A patent is a property right that may be held for one’s own use, sold outright to another, or licensed to others.

After a patent is issued, the federal government does not police the market for violations or infringements. If others infringe the patent, it is up to the patent owner to assert his or her rights.

A trademark is a word, a name, a symbol, a device, a combination of these, or other indicator used exclusively to identify the source of products and distinguish them from others. Examples are “Kodak” for cameras, and “Chevrolet” for automobiles. Service marks are like trademarks, except that they identify services. Examples of these would be “McDonald’s” for restaurants, and “Holiday Inn” for motels.

There is a hierarchy of protection for trademarks and service marks. The strongest are coined or arbitrary marks that in no way suggest or describe the product or service. An example is “Kodak” which was a coined or made-up word when first adopted.

Next, and also protectable, are marks that merely suggest the product or service or suggest some characteristic or quality of the product or service.

At the bottom of the list, and generally not protectable, are descriptive marks. Generic terms can never become valid trademarks.

Rights in a trademark or service mark are acquired in the United States by being the first to use the mark in commerce on or in connection with the goods or services. Rights also may be established by filing an application for trademark registration in the U.S. Patent and Trademark Office based on a bona fide intention to use a mark at a later date. A mark is not registered until it has actually been used on a product or service.

It is not necessary to register a trade or service mark. It can be protected under state and federal laws without registration. However, it is beneficial to register the mark, either with the Oregon Secretary of State, or if interstate commerce is involved, with the U.S. Patent and Trademark Office.

When a mark is registered, particularly at the federal level, the registration provides to others notice of the registrant’s claim of ownership, and it gives federal courts jurisdiction to hear infringement claims. Once a trademark is registered with the U.S. Patent and Trademark Office, it may be accompanied by an “R” in a circle, or by some other notice indicating that it is registered in the U.S. Patent and Trademark Office.

Before you adopt a mark for use on either a product or service, you should have a search performedto determine if someone else has previously established rights in the same or a similar mark.

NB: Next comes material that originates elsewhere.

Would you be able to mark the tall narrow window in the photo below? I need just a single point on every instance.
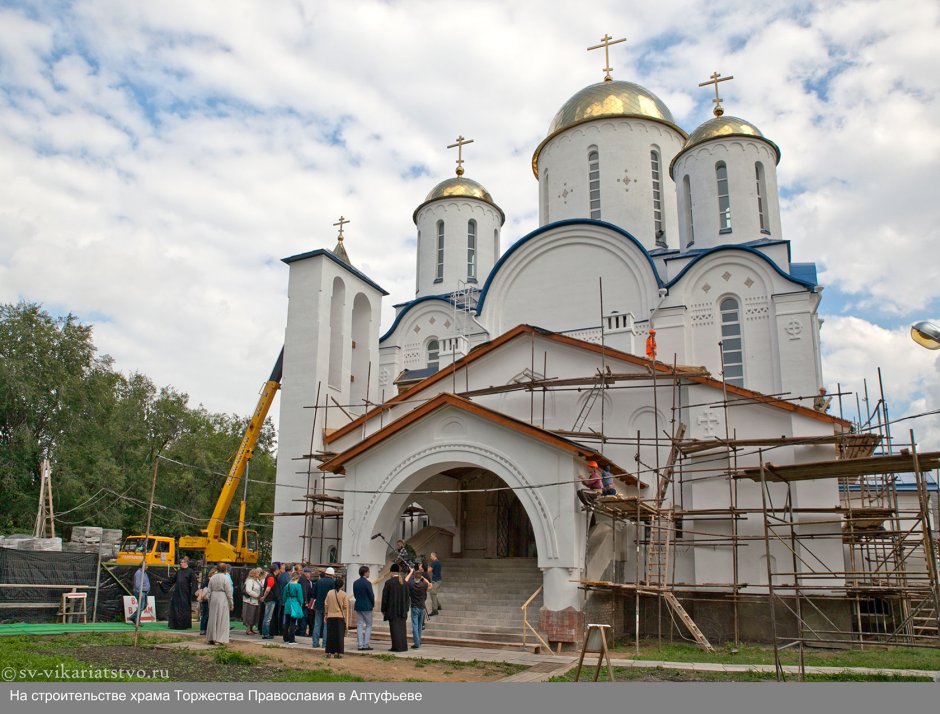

Again, an attorney may be helpful to you in making such searches before you adopt a mark and in later registering your mark.

Additional information on patents and trademarks is also available at the web site of the U.S. Patent and Trademark Office, www.uspto.gov.

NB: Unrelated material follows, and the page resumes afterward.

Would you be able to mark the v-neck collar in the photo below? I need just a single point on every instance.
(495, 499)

Copyrights seek to promote literary and artistic creativity by protecting what the U.S. Constitution broadly calls “writings of authors”. Copyrightable works include literary works, musical and dramatic works, sculptures, motion pictures and other audio-visual works, sound recordings and computer programs.

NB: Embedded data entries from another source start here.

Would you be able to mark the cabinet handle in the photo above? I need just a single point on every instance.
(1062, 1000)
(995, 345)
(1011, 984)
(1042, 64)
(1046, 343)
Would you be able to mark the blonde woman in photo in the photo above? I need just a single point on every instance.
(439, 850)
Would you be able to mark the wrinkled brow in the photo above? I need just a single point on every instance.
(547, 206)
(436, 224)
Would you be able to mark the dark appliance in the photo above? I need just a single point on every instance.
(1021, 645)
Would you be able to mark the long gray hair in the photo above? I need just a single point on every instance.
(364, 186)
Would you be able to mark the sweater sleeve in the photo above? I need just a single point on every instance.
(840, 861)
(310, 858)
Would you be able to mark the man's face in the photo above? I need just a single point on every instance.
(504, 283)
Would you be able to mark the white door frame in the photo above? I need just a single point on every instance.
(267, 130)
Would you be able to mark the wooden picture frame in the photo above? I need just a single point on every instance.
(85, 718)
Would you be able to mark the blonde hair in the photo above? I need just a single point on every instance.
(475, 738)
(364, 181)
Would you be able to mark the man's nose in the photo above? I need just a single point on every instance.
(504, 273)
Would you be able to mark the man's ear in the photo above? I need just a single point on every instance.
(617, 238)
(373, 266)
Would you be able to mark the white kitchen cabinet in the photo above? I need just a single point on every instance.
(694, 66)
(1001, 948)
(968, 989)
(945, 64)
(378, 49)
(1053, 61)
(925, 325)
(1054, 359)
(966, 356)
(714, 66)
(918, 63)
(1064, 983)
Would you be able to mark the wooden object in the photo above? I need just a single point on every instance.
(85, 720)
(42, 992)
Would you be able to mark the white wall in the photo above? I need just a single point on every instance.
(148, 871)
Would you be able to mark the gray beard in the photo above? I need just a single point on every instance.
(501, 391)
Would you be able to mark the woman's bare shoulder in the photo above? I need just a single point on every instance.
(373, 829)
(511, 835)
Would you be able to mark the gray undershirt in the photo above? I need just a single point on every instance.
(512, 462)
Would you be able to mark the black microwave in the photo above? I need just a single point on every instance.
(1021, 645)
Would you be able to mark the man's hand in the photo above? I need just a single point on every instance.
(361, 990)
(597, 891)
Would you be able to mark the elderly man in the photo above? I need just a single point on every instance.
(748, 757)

A copyright protects only the particular expressions of ideas and not the ideas themselves. To be protectable, a work must be original and it must evidence some creativity. Depending on the nature of the work, the owner of copyright has the exclusive right to reproduce the work, to prepare derivative works, to distribute copies of the work, to perform the work, to display the work, and to authorize others to do these things.

Once a copyrightable work has been created and fixed in a tangible form, such as being written down or recorded, it is protectable, whether it has been published or not. If it is to be published, all copies of the work that are published should preferably bear a copyright notice. The statutory copyright notice consists of the symbol of a “C” in a circle or the word “copyright,” the year of first publication, and the name of the owner of the copyright. In the case of sound recordings, a “P” in a circle must be used in place of the “C” in a circle. Audio-visual works should bear both the circle “P” and circle “C” indicators.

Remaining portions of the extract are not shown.